Pharmaceutical Industry at Crossroads

“Over the past two decades, large pharmaceutical companies relied on a sales and marketing approach aimed at prescribers in the world’s largest markets—the United States, Europe, and Japan,” Booz & Co. suggests in a December 2011 report.

The pharmaceutical growth model allowed research and development divisions to develop many drugs that allowed these companies to earn large profits. However, blockbuster patents that earned the pharmaceutical company close to $1 billion a year are expiring, and the competition is ready to flood the market with generic drugs.

A long list of expiring or expired drug patents between 2010 and 2021, compiled by Medco Health Solutions, can be found on the Internet.

“The years 2011 and 2012 are critical for the industry, given the sheer value of drugs going off-patent. Drugs worth USD 12 billion will go out of patent by the end of 2011. In 2012, that figure will balloon to USD 30 billion plus in annual sales,” an October 2011 post on the IHS Healthcare and Pharma blog advises.

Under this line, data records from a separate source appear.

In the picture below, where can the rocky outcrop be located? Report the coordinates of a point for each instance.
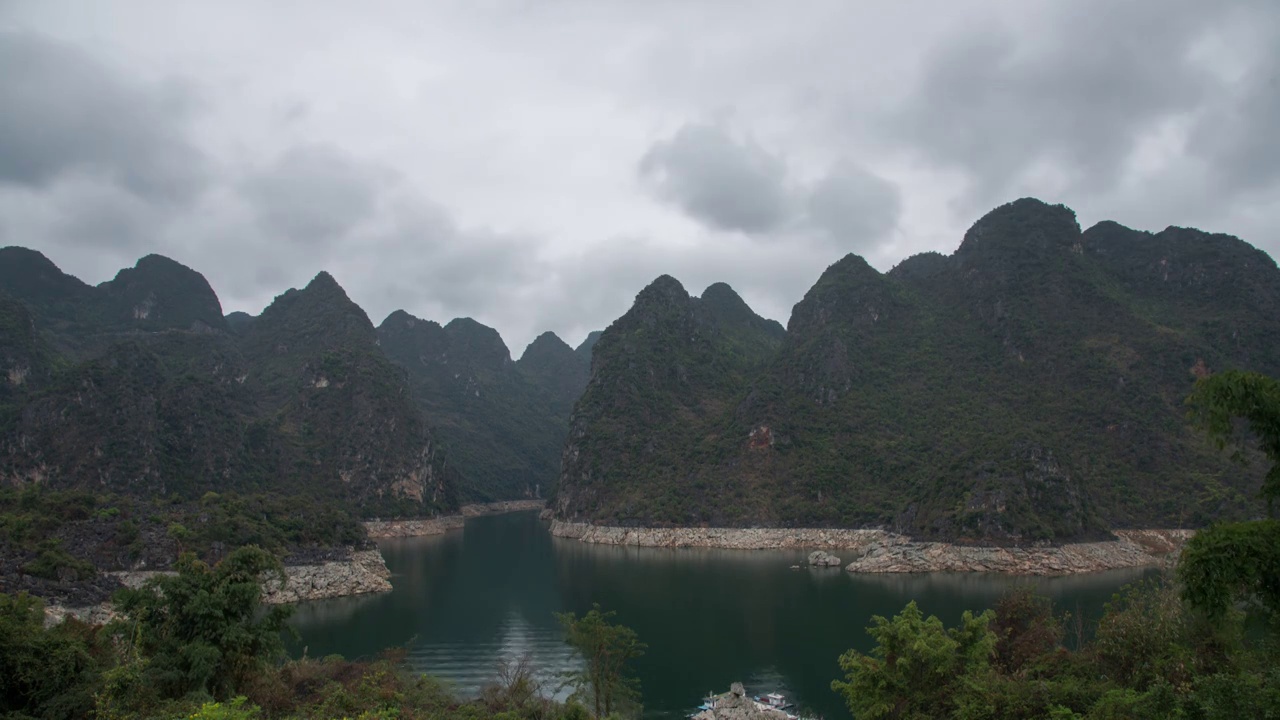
(97, 614)
(362, 572)
(880, 551)
(1133, 548)
(502, 506)
(378, 529)
(734, 538)
(735, 705)
(823, 559)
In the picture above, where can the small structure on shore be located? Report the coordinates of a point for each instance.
(823, 559)
(736, 705)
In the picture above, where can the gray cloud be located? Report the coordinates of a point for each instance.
(1073, 98)
(65, 113)
(854, 205)
(736, 185)
(727, 183)
(499, 160)
(314, 194)
(1237, 135)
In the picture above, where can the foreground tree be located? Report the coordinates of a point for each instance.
(204, 630)
(1233, 563)
(918, 668)
(607, 648)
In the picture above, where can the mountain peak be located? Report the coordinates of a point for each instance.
(588, 343)
(547, 352)
(160, 292)
(548, 341)
(478, 341)
(402, 319)
(663, 287)
(325, 282)
(1023, 224)
(30, 277)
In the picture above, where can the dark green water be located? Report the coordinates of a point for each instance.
(466, 600)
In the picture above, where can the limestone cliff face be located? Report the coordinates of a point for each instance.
(503, 420)
(1027, 388)
(661, 376)
(151, 395)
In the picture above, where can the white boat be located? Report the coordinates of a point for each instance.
(773, 701)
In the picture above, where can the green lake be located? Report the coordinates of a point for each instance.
(466, 600)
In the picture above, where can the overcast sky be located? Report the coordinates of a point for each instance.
(534, 163)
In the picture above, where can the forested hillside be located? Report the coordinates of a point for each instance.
(1027, 387)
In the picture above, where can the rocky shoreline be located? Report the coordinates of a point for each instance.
(881, 551)
(502, 506)
(731, 538)
(380, 529)
(360, 573)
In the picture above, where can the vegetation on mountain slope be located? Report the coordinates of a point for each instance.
(502, 420)
(151, 396)
(1025, 388)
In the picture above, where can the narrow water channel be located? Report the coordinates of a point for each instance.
(466, 600)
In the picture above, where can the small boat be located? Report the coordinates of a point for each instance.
(773, 701)
(709, 702)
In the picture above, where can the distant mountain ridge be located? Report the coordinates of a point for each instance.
(503, 420)
(140, 386)
(1025, 388)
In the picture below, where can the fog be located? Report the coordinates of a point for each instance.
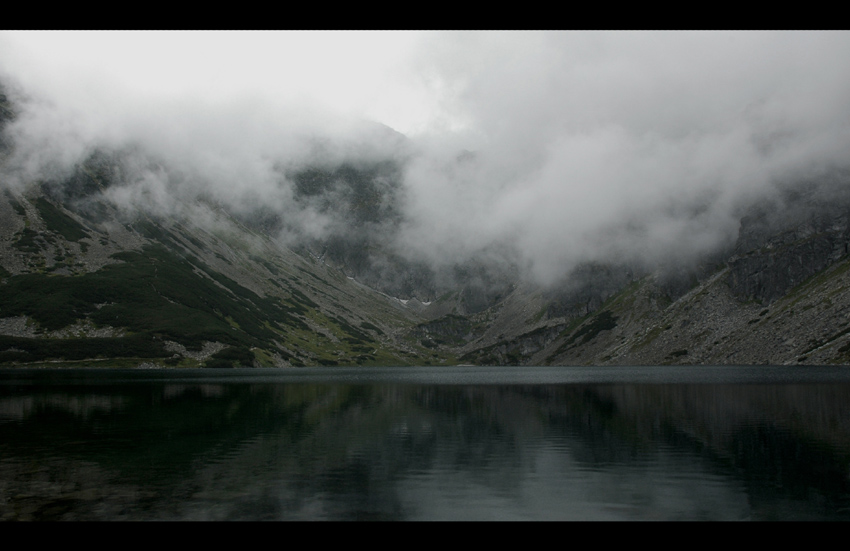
(544, 149)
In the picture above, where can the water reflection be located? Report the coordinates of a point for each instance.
(397, 451)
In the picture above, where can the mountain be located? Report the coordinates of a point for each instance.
(97, 270)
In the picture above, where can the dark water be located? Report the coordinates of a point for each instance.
(725, 443)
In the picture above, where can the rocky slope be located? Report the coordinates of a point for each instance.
(87, 281)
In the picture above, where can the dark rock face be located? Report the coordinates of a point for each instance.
(587, 288)
(779, 247)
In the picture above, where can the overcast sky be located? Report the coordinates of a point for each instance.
(587, 146)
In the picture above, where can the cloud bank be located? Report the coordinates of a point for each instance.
(545, 149)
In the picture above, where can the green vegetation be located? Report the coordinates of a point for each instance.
(59, 222)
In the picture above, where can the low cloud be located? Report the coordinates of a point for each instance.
(545, 150)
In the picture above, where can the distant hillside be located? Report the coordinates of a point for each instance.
(84, 281)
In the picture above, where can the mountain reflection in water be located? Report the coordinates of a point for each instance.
(164, 447)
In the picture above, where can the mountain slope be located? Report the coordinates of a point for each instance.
(100, 267)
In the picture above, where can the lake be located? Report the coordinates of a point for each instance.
(436, 443)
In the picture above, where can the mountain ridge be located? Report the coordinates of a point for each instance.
(97, 270)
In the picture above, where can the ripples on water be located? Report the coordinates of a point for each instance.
(426, 444)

Investors are up in arms, demanding that pharmaceutical companies drop the classic model, cut costs, become more productive, embark on differentiation strategies, and put innovation first.

“While the industry faces serious problems, companies can survive and thrive if they adopt highly differentiated strategies. Differentiation goes beyond a shift from ‘me too’ products to novel breakthroughs,” a Booz & Co. December 2011 report suggests.

Pharmaceutical companies on the losing end of blockbuster drug development are considering the merger and acquisition (M&A) method for growth. However, they are less interested than in 2011, according to mid-2012 survey results by KPMG LLP. Close to 50 percent of executives suggested they would allocate the highest funds to innovative development and 41 percent were considering M&A.

“Pharmaceutical executives are struggling to grow revenue in the face of pricing and regulatory pressures, including fines, taxation, fees and reporting requirements. This is an especially difficult business environment, with no clear single path forward,” said David Blumberg, partner at KPMG, in its June survey release.